Kerry fired his campaign manager. His communications director and deputy budget manager quit to protest the firing of the campaign manager. His advisors are still with him. They are:
Ambassador Joseph Wilson, the man sent by Cheney to suss out the Niger claims in Iraq, who returned to call the claims crap, who said so on the pages of the New York Times, whose wife (CIA agent Valerie Plame) was outed as an act of revenge and intimidation by this administration against him.
Rand Beers. Hell, you can read about him here:
Former Aide Takes Aim at War on Terror
By Laura Blumenfeld
Washington Post Staff Writer
Monday, June 16, 2003; Page A01
http://www.washingtonpost.com/ac2/wp-dyn/A62941-2003Jun15?language=printerFive days before the war began in Iraq, as President Bush prepared to raise the terrorism threat level to orange, a
top White House counterterrorism adviser unlocked the steel door to his office, an intelligence vault secured by an electronic keypad, a combination lock and an alarm. He sat down and turned to his inbox.
"Things were dicey," said Rand Beers, recalling the stack of classified reports about plots to shoot, bomb, burn and poison Americans. He stared at the color-coded threats for five minutes. Then he called his wife: I'm quitting.

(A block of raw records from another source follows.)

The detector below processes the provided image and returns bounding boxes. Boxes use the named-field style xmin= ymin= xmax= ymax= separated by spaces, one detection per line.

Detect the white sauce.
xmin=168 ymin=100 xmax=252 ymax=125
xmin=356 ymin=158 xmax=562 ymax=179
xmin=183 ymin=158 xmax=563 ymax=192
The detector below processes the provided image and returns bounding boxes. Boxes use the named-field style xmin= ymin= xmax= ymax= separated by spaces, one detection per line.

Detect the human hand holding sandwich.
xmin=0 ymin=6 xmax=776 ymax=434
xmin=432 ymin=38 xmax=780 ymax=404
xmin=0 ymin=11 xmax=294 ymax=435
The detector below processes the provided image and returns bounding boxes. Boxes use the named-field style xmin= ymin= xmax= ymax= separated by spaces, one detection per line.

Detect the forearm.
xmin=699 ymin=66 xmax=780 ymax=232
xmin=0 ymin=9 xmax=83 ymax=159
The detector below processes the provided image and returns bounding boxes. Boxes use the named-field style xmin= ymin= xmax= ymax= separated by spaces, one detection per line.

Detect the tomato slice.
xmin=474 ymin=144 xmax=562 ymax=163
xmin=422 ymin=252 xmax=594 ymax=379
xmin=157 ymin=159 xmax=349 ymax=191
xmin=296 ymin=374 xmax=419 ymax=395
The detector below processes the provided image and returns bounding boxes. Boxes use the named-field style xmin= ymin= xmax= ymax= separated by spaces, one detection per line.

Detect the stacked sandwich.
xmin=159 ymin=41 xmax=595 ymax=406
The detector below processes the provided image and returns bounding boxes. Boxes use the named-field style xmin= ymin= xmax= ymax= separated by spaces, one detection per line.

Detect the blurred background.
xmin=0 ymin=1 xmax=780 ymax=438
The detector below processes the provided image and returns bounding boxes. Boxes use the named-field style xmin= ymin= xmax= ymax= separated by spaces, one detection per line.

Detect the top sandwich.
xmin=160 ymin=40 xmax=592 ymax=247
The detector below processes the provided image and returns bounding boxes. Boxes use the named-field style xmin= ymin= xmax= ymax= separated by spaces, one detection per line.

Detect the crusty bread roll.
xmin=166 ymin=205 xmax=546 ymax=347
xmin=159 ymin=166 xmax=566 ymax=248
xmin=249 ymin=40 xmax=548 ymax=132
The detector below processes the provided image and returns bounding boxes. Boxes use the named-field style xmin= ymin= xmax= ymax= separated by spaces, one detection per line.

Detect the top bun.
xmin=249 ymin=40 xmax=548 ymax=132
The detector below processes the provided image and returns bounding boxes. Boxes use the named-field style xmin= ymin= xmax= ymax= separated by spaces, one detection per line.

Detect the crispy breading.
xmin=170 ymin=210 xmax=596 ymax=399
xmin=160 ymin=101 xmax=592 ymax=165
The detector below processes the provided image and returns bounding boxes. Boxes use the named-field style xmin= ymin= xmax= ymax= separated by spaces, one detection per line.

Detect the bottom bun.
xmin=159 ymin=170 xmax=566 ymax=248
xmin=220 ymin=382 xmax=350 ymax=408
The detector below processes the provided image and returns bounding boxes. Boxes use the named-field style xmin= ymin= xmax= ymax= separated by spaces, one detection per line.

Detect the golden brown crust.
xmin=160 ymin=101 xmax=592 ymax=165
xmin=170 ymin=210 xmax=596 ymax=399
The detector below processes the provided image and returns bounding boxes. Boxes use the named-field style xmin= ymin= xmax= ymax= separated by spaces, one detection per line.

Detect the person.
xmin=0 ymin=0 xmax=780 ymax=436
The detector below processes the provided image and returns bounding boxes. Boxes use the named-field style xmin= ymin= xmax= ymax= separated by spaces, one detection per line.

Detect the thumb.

Beers's resignation surprised Washington, but what he did next was even more astounding. Eight weeks after leaving the Bush White House, he volunteered as national security adviser for Sen. John F. Kerry (Mass.), a Democratic candidate for president, in a campaign to oust his former boss. All of which points to a question: What does this intelligence insider know?
"The administration wasn't matching its deeds to its words in the war on terrorism. They're making us less secure, not more secure," said Beers, who until now has remained largely silent about leaving his National Security Council job as special assistant to the president for combating terrorism. "As an insider, I saw the things that weren't being done. And the longer I sat and watched, the more concerned I became, until I got up and walked out."
No single issue has defined the Bush presidency more than fighting terrorism. And no issue has both animated and intimidated Democrats. Into this tricky intersection of terrorism, policy and politics steps Beers, a lifelong bureaucrat, unassuming and tight-lipped until now. He is an unlikely insurgent. He served on the NSC under Presidents Ronald Reagan, George H.W. Bush, Bill Clinton and the current Bush. The oath of office hangs on the wall by his bed; he tears up when he watches "The West Wing." Yet Beers decided that he wanted out, and he is offering a rare glimpse in.